The NDF market, directly linked to the midpoint set by the People's Bank of China (PBOC) each day, was frequently used by foreign firms before the CNH market was launched two years ago as it was one of the few ways to reduce yuan currency risks.
However, with the yuan's daily trading range against the dollar extended to 1 percent from 0.5 percent, it is common for the spot rate to deviate more and more from the midpoint, making corporates with NDF contracts less protected.
The yuan is allowed to rise or fall 1 percent against the dollar on a daily basis from a midpoint set by the PBOC.
"The change in the performance of the exchange rate onshore means the NDF market is going to be less important going forward and there will be more focus on CNH trading in the offshore market, either in spot, forward or options markets," Robert Minikin, senior FX strategist at Standard Chartered, told reporters.

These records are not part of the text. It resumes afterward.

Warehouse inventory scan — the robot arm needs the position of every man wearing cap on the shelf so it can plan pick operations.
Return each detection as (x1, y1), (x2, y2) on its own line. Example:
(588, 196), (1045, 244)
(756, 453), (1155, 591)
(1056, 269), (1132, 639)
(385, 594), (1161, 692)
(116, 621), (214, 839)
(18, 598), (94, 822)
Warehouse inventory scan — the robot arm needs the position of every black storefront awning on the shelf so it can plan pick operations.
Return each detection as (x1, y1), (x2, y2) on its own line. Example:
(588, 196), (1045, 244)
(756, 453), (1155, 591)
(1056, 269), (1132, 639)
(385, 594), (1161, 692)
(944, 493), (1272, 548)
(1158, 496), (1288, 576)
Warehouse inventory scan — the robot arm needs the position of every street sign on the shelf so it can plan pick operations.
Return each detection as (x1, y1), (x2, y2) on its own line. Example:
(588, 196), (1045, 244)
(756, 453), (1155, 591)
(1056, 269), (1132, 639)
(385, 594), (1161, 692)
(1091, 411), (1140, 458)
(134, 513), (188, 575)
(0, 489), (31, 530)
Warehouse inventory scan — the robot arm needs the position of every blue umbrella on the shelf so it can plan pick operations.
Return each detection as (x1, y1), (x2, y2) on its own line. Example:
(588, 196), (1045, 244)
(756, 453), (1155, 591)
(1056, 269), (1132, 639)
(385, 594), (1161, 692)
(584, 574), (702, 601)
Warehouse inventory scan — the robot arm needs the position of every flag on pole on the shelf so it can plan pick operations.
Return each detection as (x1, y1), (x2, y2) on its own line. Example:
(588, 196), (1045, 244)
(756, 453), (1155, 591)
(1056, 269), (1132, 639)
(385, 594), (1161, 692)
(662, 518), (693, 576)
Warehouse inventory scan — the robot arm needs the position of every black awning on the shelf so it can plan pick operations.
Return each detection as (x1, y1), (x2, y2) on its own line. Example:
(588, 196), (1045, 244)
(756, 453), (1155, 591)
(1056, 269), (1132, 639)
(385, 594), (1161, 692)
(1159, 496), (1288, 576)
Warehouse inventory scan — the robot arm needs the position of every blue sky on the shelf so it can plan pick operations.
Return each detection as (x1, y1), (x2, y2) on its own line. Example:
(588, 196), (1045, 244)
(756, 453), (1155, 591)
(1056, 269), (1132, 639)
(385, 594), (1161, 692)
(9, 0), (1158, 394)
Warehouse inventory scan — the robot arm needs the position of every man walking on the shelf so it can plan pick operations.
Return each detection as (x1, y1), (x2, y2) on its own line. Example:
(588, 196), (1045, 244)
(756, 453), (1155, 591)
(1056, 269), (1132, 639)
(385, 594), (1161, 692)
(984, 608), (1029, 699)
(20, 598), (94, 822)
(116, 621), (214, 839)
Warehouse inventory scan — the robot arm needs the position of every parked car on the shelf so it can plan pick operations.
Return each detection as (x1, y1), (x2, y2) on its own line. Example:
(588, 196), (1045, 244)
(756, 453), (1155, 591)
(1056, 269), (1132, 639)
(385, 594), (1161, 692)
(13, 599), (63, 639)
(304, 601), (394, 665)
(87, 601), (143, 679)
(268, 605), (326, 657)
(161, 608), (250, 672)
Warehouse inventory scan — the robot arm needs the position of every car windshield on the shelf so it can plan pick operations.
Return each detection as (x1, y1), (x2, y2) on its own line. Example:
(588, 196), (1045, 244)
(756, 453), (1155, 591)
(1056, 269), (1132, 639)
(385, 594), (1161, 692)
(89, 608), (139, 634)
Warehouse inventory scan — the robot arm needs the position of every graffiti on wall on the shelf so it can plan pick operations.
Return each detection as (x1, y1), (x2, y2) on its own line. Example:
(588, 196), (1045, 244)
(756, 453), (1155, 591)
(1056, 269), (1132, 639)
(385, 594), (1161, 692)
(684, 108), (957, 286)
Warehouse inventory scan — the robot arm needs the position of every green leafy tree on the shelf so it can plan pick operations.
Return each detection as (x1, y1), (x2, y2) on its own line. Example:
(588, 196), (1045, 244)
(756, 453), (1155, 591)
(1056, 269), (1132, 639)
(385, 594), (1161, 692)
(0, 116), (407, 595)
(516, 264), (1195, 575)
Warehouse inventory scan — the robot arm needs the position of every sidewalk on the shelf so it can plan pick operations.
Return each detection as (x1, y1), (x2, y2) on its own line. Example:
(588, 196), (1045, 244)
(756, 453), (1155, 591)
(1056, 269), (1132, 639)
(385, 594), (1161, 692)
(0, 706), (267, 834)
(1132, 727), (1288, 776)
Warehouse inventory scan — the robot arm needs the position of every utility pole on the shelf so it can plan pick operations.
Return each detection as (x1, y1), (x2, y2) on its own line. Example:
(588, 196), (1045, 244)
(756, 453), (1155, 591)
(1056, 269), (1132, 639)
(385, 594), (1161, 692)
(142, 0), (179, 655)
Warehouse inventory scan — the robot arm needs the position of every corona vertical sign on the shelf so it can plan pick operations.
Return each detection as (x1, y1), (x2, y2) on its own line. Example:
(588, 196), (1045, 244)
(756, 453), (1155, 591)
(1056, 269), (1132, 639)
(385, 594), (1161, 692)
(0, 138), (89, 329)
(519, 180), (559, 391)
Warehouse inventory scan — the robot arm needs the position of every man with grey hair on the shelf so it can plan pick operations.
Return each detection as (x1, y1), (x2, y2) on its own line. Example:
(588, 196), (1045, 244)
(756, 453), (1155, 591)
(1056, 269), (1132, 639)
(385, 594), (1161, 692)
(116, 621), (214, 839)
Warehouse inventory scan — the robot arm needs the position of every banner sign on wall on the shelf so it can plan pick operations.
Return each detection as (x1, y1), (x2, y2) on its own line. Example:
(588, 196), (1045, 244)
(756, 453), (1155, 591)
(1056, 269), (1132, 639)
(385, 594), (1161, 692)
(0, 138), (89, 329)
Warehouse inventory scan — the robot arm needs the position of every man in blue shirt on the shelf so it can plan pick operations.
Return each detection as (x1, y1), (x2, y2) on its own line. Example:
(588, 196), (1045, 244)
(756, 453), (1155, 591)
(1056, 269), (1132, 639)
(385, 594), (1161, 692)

The PBOC expanded the yuan's daily trading band against the dollar in April, in a milestone move underscoring its ambition to internationalise the use of the Chinese currency.
The CNH spot and forwards markets are both deliverable and allow for corporates to better hedge risks, while the close link between the two markets is also clearly desirable, he added.
Onshore yuan weakened slightly against the dollar on Monday after touching a record high of 6.2812 in early trade and nearly hitting the upward trading limit of 1 percent compared to the fixing of 6.3426.
Standard Chartered expects the yuan exchange rate to stand at 6.31 and 6.19 at the end of 2012 and 2013, respectively, since weakness in the export sector remains a concern and no clear appreciation trend is seen for the yuan this year.
COMPETITION WITH TAIWAN
The central banks of China and Taiwan signed an agreement on a clearing system for each other's currency in September and Taiwan banks have been sparing no effort preparing to seize opportunities arising from offshore yuan business.
Market players in Hong Kong are worried Taiwan's participation may divert fund flows from the territory, as some Taiwan corporates which used to rely on Hong Kong for yuan trade settlement may switch to Taiwan.
However, Kelvin Lau, regional economist at Standard Chartered, did not see direct competition from Taiwan. He believes Taiwan's yuan market development lies more with local banks taking part in the new business and drawing in yuan from the mainland China.
"Taiwan has its own channel to build up yuan liquidity, which makes it less likely to divert funds and business from Hong Kong," Lau said, noting more yuan outflows from the mainland will also benefit Hong Kong.
The bank expects yuan deposits in Taiwan to grow rapidly in the first year, reaching 150 billion yuan ($23.9 billion) by the end of 2013, though it would still be only 2 percent of total deposits. It could rise to 5 percent of the deposits by 2015 before eventually topping out at 30-35 percent.
Yuan deposits in Hong Kong stood at 552.3 billion yuan ($87.63 billion) by the end of August, representing 8.7 percent of total deposits.